A research team from the University of Birmingham has employed a ground-based telescope to observe an exoplanet called ‘Kepler-16b.’
What is Kepler-16b?
Kepler-16b is an exoplanet that, up until now, has only been detected utilising the Kepler space telescope.
The planet orbits around two stars, with the two orbits also orbiting one another, forming a binary star system. Kepler-16b is located approximately 245 light years from Earth and would have two sunsets if you could stand on its surface.
Dr Alexandre Santerne, from the University of Marseille, and a collaborator on the research said: “Kepler-16b was first discovered 10 years ago by NASA’s Kepler satellite using the transit method. This system was the most unexpected discovery made by Kepler. We chose to turn our telescope and recover Kepler-16 to demonstrate the validity of our radial-velocity methods.”
How did scientists detect this with the ground-based telescope?
The ground-based telescope—which is approximately 193cm— utilised in this new observation is based at the Observatoire de Haute-Provence, in France.
Researchers were able to detect the planet by employing the radial velocity method, which means that astronomers observed a change in the velocity of a star as a planet orbits around it.
The detection of Kepler-16b using the ground-based telescope and the radial velocity method is considered a significant development in the scientific community. This is because it represents an important demonstration that it is possible to detect circumbinary planets using more traditional methods, at greater efficiency and lower cost than by using spacecrafts.
Additionally, researchers consider the radial velocity method as the most beneficial due to the additional factors that this method allows scientists to observe such as, the opportunity to detect additional planets in a system, and the ability to measure the mass of a planet.
What do scientists intend to do with this discovery?
Having demonstrated the successful method in observing Kepler-16b, researchers plan to search for previously unknown circumbinary planets, with the ground-based telescope, and help answer questions about how planets are formed.
Typically, planet formation is thought to take place within a protoplanetary disc, which is a mass of dust and gas which surrounds a young star.
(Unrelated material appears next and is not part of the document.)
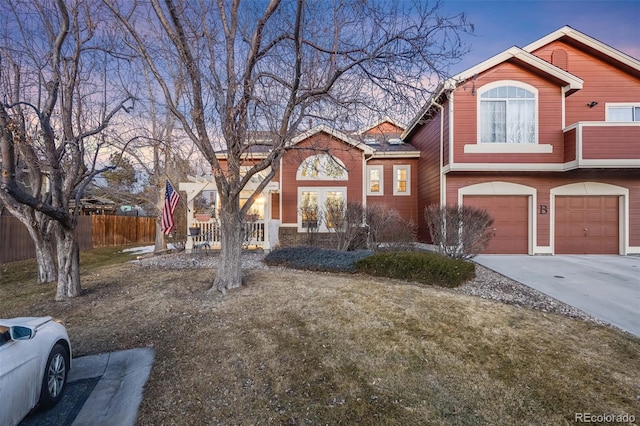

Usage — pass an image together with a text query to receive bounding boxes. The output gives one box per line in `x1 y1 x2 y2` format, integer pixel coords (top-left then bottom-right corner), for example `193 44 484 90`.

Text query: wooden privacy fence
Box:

However, this process may not be possible within a circumbinary system.
Professor Amaury Triaud, from the University of Birmingham, who led the team, explained: “Using this standard explanation it is difficult to understand how circumbinary planets can exist. That’s because the presence of two stars interferes with the protoplanetary disc, and this prevents dust from agglomerating into planets, a process called accretion.
“The planet may have formed far from the two stars, where their influence is weaker, and then moved inwards in a process called disc-driven migration – or, alternatively, we may find we need to revise our understanding of the process of planetary accretion.”
Dr David Martin, from the Ohio State University (USA), and contributed to the discovery, noted “Circumbinary planets provide one of the clearest clues that disc-driven migration is a viable process, and that it happens regularly.”
Dr Isabelle Boisse, from the University of Marseille, and the scientist in charge of the SOPHIE telescope that was utilised to collect the data, concluded: “Our discovery shows how ground-based telescopes remain entirely relevant to modern exoplanet research and can be used for exciting new projects. Having shown we can detect Kepler-16b, we will now analyse data taken on many other binary star systems, and search for new circumbinary planets.”